Google mène désormais une guerre sur plusieurs fronts :

  • 1Architecture fondamentale : Titans et MIRAS redéfinissent la façon dont les modèles se souviennent et apprennent.
  • 2Agence pratique : des agents informatiques de style luxueux transforment les LLM en opérateurs de bureau complets.
  • 3Distribution sur le marché : La croissance de Gemini, Nano Banana et des titres optimisés par l'IA propulsent cette pile dans les flux et appareils quotidiens.

Les modèles statiques, qui une fois entraînés sont figés, ressemblent de plus en plus à un manuel du passé. La phase suivante se concentre sur des agents capables de se souvenir de mois d'historique d'interaction, d'adapter leurs politiques à la volée et d'évoluer au sein des systèmes d'exploitation, des navigateurs et des suites de productivité. Tout cela repose directement sur le seuil d'OpenAI : son modèle de nouvelle génération, Garlic, doit maintenant prouver qu'il peut égaler la mémoire des Titans, l'agence au niveau Lux, et l'envergure de Gemini, sous peine de voir Google établir les règles pour le deuxième acte de l'IA.

Questions Fréquemment Posées

Qu'est-ce que Google Titans ?

Titans est une nouvelle architecture d'IA de Google Research conçue pour offrir aux modèles une véritable mémoire à long terme. Elle sépare le traitement à court terme d'un module de mémoire à long terme qui apprend et se met à jour en continu pendant son utilisation.

Comment fonctionne la mémoire des Titans ?

Titans décide ce qu'il doit stocker en fonction de la "surprise". Plus une information est inattendue ou nouvelle, plus elle a de chances d'être sauvegardée, permettant à l'IA de constituer efficacement une mémoire des faits clés.

Est-ce que Google Titans est meilleur que GPT-4 ?

Lors de bancs d'essai spécifiques à long contexte, qui évaluent la capacité d'une IA à se souvenir d'informations issues d'énormes quantités de texte, la vidéo et les rapports connexes affirment que Titans surpasse significativement des modèles comme GPT-4 et Llama 3.1.

Qu'est-ce que le MIRAS ?

MIRAS est un cadre introduit en même temps que Titans. Il fournit les règles et les méthodes permettant aux modèles d'apprendre en continu à partir de nouvelles données sans oublier les connaissances passées, rapprochant ainsi l'IA d'un état d'apprentissage perpétuel.

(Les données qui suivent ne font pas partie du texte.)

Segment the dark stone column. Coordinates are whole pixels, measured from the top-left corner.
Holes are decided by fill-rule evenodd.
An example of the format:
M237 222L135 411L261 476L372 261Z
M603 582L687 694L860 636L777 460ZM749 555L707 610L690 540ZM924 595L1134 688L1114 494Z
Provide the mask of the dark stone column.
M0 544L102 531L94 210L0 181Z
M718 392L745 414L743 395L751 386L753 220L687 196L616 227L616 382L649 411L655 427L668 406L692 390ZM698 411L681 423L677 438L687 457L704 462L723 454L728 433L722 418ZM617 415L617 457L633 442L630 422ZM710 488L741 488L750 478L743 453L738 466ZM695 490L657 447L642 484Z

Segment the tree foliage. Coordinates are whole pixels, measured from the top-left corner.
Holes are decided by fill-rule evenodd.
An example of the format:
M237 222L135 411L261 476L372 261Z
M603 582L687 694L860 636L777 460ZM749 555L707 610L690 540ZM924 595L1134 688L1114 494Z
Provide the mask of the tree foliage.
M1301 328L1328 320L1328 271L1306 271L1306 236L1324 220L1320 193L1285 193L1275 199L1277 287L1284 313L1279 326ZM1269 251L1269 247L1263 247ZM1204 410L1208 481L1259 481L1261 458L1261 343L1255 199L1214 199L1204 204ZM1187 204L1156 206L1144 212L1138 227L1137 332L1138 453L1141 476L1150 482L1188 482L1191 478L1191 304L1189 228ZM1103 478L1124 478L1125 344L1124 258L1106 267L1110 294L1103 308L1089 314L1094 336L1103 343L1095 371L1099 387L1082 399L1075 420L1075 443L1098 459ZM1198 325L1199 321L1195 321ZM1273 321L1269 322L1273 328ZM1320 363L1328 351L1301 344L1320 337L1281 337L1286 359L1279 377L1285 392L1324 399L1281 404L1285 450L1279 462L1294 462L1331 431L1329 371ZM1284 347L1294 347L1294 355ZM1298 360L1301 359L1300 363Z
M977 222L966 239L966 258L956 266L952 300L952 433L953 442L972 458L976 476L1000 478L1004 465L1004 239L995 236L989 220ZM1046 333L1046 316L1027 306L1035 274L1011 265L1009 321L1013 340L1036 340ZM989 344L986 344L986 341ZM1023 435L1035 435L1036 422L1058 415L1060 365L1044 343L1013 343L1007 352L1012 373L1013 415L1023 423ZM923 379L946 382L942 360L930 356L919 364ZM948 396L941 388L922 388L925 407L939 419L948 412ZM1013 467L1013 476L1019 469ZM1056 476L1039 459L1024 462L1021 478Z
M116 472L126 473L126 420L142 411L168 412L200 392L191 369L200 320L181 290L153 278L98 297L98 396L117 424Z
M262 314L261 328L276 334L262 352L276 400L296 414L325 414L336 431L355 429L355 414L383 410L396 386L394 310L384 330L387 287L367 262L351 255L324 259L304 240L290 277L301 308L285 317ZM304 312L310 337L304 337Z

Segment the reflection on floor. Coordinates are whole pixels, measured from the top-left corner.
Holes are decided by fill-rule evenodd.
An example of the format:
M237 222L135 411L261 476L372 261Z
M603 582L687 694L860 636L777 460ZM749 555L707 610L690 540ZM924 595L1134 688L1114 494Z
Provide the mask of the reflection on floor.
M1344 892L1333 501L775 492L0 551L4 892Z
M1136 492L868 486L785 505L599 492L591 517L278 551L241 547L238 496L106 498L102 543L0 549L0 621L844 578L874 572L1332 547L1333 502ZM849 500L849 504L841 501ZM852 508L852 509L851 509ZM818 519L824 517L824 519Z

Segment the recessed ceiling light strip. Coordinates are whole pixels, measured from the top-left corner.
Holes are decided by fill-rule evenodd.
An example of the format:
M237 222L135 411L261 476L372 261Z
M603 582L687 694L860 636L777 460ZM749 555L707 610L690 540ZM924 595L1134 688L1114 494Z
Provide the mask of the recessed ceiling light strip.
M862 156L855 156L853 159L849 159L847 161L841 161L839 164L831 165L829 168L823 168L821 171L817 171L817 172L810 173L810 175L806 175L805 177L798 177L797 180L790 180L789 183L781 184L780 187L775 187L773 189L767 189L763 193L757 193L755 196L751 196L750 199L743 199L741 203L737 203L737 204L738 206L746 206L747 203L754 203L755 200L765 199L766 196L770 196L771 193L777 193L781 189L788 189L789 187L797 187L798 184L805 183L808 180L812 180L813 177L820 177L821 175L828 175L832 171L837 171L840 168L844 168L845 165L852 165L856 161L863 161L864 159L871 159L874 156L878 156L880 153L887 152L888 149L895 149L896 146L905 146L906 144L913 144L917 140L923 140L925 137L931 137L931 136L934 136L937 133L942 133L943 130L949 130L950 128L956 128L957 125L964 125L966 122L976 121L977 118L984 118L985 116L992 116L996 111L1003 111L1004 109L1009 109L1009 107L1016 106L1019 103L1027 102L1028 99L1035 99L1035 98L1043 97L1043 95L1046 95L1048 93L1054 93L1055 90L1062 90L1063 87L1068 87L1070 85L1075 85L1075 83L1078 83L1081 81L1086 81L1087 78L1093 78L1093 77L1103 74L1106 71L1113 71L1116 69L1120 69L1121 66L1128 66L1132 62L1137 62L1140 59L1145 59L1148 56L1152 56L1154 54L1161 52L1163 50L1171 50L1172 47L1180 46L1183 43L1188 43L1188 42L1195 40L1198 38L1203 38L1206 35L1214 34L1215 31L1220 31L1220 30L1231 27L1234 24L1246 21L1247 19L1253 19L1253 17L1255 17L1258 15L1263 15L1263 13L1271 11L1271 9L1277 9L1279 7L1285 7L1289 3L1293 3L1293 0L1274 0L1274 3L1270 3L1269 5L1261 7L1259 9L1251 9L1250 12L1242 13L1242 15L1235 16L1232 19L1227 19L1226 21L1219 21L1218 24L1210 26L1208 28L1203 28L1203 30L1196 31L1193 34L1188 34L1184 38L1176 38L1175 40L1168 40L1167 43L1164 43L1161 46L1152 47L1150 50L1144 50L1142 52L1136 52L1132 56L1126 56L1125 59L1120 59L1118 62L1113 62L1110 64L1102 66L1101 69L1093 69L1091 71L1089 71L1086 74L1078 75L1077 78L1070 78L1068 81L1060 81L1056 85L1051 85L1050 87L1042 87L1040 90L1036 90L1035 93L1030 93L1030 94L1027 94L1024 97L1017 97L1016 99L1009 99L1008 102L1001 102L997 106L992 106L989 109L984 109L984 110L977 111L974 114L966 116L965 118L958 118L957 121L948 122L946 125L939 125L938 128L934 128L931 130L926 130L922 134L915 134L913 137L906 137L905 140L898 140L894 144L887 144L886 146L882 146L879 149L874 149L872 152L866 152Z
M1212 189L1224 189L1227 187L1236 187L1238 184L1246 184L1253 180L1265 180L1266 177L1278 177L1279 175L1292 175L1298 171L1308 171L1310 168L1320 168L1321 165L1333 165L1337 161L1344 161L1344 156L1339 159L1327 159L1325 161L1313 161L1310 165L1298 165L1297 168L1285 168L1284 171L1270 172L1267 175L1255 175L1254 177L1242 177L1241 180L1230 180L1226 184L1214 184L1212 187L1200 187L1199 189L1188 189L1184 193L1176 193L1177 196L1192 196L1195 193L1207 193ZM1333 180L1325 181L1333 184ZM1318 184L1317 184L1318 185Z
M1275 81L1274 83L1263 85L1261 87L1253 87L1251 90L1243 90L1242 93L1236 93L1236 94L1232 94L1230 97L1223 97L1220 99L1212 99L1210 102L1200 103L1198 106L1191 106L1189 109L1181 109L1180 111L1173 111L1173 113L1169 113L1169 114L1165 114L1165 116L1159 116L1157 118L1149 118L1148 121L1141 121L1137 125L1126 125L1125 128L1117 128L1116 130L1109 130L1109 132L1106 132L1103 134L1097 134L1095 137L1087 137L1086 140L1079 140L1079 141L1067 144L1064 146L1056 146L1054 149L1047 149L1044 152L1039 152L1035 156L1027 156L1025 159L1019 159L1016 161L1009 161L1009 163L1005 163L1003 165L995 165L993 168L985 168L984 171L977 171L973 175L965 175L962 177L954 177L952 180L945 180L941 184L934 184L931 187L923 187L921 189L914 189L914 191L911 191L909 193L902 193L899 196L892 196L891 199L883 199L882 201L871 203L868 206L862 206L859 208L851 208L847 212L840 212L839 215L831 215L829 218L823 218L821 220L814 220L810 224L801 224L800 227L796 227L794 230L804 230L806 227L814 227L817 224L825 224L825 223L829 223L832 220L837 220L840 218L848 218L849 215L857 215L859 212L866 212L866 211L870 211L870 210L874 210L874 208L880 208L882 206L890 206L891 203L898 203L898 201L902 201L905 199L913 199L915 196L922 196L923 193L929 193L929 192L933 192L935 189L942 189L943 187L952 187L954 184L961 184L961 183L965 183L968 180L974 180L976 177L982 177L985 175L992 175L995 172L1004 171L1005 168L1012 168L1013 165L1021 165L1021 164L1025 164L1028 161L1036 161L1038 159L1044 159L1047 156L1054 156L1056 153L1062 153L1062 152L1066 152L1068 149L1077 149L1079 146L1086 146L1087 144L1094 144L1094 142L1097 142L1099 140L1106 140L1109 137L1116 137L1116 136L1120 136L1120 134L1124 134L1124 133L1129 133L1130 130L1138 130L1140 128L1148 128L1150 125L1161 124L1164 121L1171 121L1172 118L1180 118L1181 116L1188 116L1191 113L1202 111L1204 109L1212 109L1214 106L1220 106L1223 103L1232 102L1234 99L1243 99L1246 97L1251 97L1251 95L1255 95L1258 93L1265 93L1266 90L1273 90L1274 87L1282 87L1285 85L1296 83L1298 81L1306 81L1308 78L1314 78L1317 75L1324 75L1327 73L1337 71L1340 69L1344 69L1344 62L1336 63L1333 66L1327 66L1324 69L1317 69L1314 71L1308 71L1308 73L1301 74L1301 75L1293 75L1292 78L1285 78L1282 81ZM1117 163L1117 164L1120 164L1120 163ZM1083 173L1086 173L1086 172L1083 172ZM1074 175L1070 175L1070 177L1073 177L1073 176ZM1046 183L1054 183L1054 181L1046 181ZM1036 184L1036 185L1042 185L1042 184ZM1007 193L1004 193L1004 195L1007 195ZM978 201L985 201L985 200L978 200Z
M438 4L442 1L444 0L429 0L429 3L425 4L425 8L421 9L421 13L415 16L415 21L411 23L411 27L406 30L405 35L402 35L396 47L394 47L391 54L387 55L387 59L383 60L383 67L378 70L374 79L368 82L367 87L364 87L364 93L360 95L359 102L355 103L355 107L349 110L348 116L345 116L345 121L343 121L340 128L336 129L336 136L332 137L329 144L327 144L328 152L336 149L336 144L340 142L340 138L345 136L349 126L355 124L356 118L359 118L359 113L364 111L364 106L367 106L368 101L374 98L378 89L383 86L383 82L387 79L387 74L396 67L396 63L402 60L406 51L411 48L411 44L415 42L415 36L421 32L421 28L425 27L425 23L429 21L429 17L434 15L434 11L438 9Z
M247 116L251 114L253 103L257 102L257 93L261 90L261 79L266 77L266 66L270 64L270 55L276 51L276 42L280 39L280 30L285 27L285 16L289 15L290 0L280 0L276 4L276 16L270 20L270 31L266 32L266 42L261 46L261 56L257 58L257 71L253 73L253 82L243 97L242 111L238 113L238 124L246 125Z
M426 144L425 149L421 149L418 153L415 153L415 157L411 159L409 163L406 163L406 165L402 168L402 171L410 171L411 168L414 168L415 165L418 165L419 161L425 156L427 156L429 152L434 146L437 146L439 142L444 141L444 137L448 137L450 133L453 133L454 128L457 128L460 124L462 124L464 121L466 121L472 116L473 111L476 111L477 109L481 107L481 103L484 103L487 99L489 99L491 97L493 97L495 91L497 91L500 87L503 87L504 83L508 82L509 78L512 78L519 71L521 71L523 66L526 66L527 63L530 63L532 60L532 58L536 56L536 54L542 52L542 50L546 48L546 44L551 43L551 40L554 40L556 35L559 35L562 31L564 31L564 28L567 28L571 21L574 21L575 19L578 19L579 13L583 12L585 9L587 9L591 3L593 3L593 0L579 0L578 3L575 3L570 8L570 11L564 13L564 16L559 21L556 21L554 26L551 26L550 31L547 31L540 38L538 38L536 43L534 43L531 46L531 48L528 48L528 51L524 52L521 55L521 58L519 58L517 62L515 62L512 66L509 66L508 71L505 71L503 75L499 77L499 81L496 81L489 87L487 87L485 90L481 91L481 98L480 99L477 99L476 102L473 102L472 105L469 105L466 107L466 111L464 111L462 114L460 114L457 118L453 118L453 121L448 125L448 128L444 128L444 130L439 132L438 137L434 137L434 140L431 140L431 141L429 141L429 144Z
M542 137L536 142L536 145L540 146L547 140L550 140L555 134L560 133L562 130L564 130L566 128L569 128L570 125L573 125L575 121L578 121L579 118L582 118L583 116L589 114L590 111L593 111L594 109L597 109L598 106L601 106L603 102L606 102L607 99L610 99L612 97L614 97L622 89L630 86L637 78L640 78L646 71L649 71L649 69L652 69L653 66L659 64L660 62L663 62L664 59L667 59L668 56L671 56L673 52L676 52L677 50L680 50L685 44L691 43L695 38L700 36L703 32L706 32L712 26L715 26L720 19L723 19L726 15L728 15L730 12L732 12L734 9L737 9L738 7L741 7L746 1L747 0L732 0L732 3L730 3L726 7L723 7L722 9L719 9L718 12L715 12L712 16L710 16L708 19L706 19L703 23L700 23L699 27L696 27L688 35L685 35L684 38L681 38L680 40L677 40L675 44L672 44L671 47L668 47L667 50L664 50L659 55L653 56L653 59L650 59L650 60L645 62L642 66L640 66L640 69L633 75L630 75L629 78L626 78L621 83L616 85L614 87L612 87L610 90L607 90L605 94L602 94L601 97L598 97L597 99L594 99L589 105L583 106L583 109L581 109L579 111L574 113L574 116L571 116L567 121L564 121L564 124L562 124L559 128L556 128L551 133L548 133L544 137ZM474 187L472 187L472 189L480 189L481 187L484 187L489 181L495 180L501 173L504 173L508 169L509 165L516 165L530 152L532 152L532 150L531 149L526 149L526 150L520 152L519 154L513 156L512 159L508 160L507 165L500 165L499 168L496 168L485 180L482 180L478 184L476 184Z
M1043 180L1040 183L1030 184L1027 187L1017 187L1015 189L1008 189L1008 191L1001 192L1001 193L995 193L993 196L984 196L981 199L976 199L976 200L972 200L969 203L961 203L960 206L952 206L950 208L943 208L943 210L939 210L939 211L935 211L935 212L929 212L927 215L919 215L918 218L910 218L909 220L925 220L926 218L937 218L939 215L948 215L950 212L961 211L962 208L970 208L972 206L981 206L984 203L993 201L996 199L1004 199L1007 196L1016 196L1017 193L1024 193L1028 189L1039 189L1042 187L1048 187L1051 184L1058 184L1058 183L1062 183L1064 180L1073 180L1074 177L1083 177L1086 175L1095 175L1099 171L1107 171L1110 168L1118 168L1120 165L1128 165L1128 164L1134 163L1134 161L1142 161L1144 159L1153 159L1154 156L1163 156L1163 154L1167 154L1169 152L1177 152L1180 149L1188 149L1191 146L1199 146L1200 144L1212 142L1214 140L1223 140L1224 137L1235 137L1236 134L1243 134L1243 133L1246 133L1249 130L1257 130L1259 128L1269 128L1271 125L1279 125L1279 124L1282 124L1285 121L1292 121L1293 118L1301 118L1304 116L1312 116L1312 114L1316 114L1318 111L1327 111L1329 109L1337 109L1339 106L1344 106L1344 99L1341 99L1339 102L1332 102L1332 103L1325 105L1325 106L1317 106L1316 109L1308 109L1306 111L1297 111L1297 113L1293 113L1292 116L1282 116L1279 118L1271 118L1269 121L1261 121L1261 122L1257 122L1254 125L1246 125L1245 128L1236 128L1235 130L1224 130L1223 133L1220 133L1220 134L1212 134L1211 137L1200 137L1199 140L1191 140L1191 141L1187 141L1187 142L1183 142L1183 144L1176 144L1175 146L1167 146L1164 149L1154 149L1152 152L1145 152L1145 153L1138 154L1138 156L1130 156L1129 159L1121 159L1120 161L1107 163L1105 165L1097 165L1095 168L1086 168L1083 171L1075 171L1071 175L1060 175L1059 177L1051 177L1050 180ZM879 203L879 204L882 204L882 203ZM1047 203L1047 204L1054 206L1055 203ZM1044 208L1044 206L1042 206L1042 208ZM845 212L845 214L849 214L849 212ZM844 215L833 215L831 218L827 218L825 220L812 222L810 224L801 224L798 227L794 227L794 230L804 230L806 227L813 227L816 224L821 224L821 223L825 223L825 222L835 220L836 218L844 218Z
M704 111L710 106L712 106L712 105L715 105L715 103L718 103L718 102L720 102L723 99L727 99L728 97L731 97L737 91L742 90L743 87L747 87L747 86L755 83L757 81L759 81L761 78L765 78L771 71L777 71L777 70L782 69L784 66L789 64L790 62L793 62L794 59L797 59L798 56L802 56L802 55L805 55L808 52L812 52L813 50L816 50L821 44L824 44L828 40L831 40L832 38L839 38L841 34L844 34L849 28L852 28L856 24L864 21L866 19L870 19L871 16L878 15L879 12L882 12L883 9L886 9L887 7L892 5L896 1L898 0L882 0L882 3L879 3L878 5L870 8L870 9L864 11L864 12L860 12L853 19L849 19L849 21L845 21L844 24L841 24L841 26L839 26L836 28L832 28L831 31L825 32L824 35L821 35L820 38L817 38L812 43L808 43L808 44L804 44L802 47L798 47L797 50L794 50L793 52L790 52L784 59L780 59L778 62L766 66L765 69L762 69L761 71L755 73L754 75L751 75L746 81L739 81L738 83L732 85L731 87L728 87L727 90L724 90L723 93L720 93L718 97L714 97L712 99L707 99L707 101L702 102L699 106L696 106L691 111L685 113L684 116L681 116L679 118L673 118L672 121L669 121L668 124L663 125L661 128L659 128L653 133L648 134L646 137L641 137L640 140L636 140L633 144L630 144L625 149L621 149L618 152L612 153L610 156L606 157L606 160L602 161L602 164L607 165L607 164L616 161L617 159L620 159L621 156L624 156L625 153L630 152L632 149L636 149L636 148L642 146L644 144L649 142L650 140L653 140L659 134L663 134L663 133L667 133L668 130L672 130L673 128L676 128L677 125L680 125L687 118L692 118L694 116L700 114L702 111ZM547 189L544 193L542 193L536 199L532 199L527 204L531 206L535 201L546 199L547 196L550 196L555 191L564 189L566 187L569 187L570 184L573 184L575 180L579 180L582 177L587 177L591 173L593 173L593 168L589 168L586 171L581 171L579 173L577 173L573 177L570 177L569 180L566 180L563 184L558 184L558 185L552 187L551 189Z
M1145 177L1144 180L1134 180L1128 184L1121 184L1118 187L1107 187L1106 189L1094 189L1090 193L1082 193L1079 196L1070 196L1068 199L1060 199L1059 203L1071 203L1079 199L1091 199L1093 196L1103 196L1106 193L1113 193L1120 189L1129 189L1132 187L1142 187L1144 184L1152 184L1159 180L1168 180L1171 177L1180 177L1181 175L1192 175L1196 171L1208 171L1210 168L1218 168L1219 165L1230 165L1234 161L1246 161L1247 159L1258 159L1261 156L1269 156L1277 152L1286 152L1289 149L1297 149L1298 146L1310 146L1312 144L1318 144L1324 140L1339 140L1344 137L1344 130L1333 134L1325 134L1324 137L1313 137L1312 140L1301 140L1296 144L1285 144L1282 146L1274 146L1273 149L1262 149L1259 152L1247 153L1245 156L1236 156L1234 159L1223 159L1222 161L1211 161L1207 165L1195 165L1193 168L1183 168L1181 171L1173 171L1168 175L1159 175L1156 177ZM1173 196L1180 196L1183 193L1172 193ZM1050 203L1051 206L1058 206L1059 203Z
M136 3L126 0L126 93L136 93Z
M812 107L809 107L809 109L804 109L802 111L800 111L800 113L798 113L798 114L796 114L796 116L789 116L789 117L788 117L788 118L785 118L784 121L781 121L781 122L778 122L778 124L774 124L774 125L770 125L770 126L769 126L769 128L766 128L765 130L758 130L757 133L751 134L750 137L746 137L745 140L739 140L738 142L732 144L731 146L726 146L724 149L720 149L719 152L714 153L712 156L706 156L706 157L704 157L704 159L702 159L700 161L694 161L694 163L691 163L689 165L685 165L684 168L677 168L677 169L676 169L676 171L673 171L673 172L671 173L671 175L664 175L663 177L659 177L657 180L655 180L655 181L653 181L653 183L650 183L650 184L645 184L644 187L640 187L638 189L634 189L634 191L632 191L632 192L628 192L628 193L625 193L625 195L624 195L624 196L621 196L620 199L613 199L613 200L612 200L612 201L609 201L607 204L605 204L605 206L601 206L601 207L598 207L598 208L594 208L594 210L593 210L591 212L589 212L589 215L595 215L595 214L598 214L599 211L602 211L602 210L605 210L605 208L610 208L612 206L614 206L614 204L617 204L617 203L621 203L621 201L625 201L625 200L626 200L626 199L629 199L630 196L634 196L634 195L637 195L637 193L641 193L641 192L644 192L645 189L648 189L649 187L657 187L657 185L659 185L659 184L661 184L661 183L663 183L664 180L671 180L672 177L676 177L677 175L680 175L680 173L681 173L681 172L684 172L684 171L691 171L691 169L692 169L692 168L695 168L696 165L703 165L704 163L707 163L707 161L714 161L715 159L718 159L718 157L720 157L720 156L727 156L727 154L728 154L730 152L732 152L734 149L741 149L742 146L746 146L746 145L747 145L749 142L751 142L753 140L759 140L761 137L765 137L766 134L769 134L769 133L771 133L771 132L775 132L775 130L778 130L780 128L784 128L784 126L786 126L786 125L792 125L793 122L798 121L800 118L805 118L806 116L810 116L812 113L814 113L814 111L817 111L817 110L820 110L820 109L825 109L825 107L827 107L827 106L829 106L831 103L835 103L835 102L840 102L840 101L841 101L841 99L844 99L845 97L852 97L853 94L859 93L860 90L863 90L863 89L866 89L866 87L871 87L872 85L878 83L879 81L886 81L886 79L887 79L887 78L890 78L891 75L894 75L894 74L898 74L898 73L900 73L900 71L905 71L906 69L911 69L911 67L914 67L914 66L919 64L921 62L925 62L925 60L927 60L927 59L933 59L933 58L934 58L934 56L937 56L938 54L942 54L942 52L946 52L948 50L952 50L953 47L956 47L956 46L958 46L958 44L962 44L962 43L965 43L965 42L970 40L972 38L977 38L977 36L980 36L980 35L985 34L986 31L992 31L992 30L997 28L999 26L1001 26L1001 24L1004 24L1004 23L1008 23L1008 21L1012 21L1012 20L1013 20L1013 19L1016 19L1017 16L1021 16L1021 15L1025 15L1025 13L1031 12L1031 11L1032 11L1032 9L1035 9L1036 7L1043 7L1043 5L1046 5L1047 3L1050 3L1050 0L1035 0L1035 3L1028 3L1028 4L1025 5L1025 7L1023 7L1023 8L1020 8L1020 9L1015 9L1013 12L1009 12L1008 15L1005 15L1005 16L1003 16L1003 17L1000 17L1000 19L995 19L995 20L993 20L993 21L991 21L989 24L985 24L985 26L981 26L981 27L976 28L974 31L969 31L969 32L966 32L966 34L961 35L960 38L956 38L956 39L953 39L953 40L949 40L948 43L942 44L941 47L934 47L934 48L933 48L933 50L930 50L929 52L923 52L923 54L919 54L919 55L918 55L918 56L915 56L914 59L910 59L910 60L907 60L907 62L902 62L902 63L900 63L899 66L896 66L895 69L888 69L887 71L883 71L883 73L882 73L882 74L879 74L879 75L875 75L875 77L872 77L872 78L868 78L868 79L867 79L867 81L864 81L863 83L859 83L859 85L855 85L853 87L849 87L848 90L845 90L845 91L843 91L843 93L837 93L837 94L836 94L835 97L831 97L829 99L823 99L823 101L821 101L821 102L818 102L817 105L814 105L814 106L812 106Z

Frequently Asked Questions

Qu'est-ce que Google Titans ?
Titans est une nouvelle architecture d'IA de Google Research conçue pour offrir aux modèles une véritable mémoire à long terme. Elle sépare le traitement à court terme d'un module de mémoire à long terme qui apprend et se met à jour en continu pendant son utilisation.
Comment fonctionne la mémoire des Titans ?
Titans décide ce qu'il doit stocker en fonction de la "surprise". Plus une information est inattendue ou nouvelle, plus elle a de chances d'être sauvegardée, permettant à l'IA de constituer efficacement une mémoire des faits clés.
Est-ce que Google Titans est meilleur que GPT-4 ?
Lors de bancs d'essai spécifiques à long contexte, qui évaluent la capacité d'une IA à se souvenir d'informations issues d'énormes quantités de texte, la vidéo et les rapports connexes affirment que Titans surpasse significativement des modèles comme GPT-4 et Llama 3.1.
Qu'est-ce que le MIRAS ?
MIRAS est un cadre introduit en même temps que Titans. Il fournit les règles et les méthodes permettant aux modèles d'apprendre en continu à partir de nouvelles données sans oublier les connaissances passées, rapprochant ainsi l'IA d'un état d'apprentissage perpétuel.